Скрябин
Шрифт:
Он так и не успел окончить текст «Предварительного действа» до Москвы. Погода испортилась, вести с войны приходили все тревожнее. В середине августа композитор с семьей возвращается домой. Он видит вокруг совсем иную жизнь.
* * *
Москва встретила тревогой. Сам воздух, который вдыхали его легкие, был уже совсем другой. Что-то изменилось в судьбе России, в судьбе всего мира, в его собственной судьбе.

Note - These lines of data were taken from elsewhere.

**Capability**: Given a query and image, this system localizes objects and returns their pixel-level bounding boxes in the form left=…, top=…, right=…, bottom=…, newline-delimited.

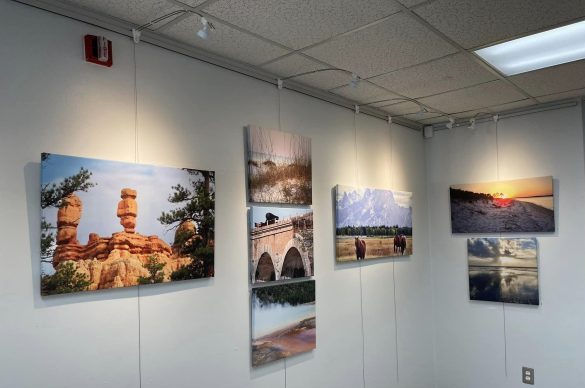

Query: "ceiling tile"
left=262, top=54, right=326, bottom=78
left=420, top=80, right=526, bottom=113
left=173, top=0, right=206, bottom=7
left=380, top=102, right=420, bottom=116
left=415, top=0, right=585, bottom=48
left=331, top=81, right=398, bottom=104
left=537, top=88, right=585, bottom=103
left=370, top=54, right=496, bottom=98
left=489, top=99, right=536, bottom=113
left=307, top=14, right=455, bottom=78
left=205, top=0, right=400, bottom=49
left=164, top=15, right=287, bottom=65
left=452, top=108, right=493, bottom=119
left=396, top=0, right=432, bottom=8
left=62, top=0, right=180, bottom=26
left=510, top=60, right=585, bottom=97
left=419, top=116, right=449, bottom=125
left=285, top=70, right=351, bottom=90
left=402, top=112, right=445, bottom=123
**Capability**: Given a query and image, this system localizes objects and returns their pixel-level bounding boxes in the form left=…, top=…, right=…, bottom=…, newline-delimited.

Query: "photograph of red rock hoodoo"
left=40, top=153, right=215, bottom=295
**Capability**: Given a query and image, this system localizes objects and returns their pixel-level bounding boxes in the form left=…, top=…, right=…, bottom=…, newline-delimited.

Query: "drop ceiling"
left=16, top=0, right=585, bottom=126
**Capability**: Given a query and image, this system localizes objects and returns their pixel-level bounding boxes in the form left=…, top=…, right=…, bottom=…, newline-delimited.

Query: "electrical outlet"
left=522, top=366, right=534, bottom=385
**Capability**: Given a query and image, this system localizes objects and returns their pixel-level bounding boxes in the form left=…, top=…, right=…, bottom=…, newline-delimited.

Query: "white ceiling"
left=52, top=0, right=585, bottom=124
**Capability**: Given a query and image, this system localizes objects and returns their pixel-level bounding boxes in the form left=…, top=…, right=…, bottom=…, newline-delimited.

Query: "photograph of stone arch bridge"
left=250, top=206, right=314, bottom=283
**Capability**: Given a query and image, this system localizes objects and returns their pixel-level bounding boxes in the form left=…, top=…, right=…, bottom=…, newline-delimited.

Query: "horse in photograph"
left=394, top=234, right=406, bottom=255
left=266, top=213, right=279, bottom=225
left=355, top=237, right=366, bottom=260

Осень 1914 года. Толпы с русскими флагами, с иконами, с «Боже, царя храни…» и с криками «ура!», заполнявшие площади. Гимн России и гимны союзников, звучащие в театрах перед спектаклями. Доходят
Уже в начале войны можно было уловить то, что она с собой принесет. В сентябре, в Петрограде, недавно утратившем былое имя «Петербург», Блок напишет стихотворение, в котором сошлось настоящее и будущее, в котором затрепещет жестокое предвидение:
Петроградское небо мутилось дождем,
На войну уходил эшелон.
Без конца — взвод за взводом и штык за штыком
Наполнял за вагоном вагон.
В этом поезде тысячью жизней цвели
Боль разлуки, тревоги любви,
Сила, юность, надежда… В закатной дали
Были дымные тучи в крови.
И, садясь, запевали Варяга одни,
А другие — не в лад — Ермака,
И кричали ура, и шутили они,
И тихонько крестилась рука.
Вдруг под ветром взлетел опадающий лист,
Раскачнувшись, фонарь замигал,
И под черною тучей веселый горнист
Заиграл к отправленью сигнал.
И военною славой заплакал рожок,
Наполняя тревогой сердца.
Громыханье колес и охрипший свисток
Заглушило ура без конца.
Уж последние скрылись во мгле буфера
И сошла тишина до утра,
А с дождливых полей всё неслось к нам ура,
В грозном клике звучало: пора!
Нет, нам не было грустно, нам не было жаль,
Несмотря на дождливую даль.
Это — ясная, твердая, верная сталь,
И нужна ли ей наша печаль?
Эта жалость — ее заглушает пожар,
Гром орудий и топот коней.
Грусть — ее застилает отравленный пар
С галицийских кровавых полей…
Картина
Но войну можно было увидеть и другими глазами. Она могла принести стихи, овеянные доблестью, стихи, в которых мировое столкновение представало в обличье религиозном. Так и напишет об этом ушедший на фронт добровольцем Николай Гумилев:
Как могли мы прежде жить в покое
И не ждать ни радостей, ни бед,
Не мечтать об огнезарном бое,
О рокочущей трубе побед.
Как могли мы… но еще не поздно,
Солнце духа наклонилось к нам,
Солнце духа благостно и грозно
Разлилось по нашим небесам.
Расцветает дух; как роза мая,
Как огонь, он разрывает тьму,
Тело, ничего не понимая,
Слепо повинуется ему.
В дикой прелести степных раздолий,
В тихом таинстве лесной глуши
Ничего нет трудного для воли
И мучительного для души.
Чувствую, что скоро осень будет,
Солнечные кончатся труды
И от древа духа снимут люди
Золотые, зрелые плоды.
Скрябин в своих чувствах близок обоим поэтам. В нем совместилось желание религиозного действа и предчувствование неслыханных мировых перемен. С одной стороны, как вспоминал Сабанеев слова композитора, «война может стать источником настоящих мистических ощущений и экстатических состояний сознания и может быть, таким образом, путем к преображению, к экстазу», и потому «мистик должен приветствовать войну…». С другой — она должна совершенно перечеркнуть прежнюю жизнь: «Надо окончательно прийти к убеждению, что эта мещанская жизнь с ее вечными буднями должна быть заменена другой, яркой, полной новых ощущений. Только тогда мы сможем прийти к познанию Мистерии и ее необходимости. Покуда не пришли к сознанию нужности, неминуемости этих необыкновенных ощущений, до тех пор и Мистерия ведь совсем не нужна…»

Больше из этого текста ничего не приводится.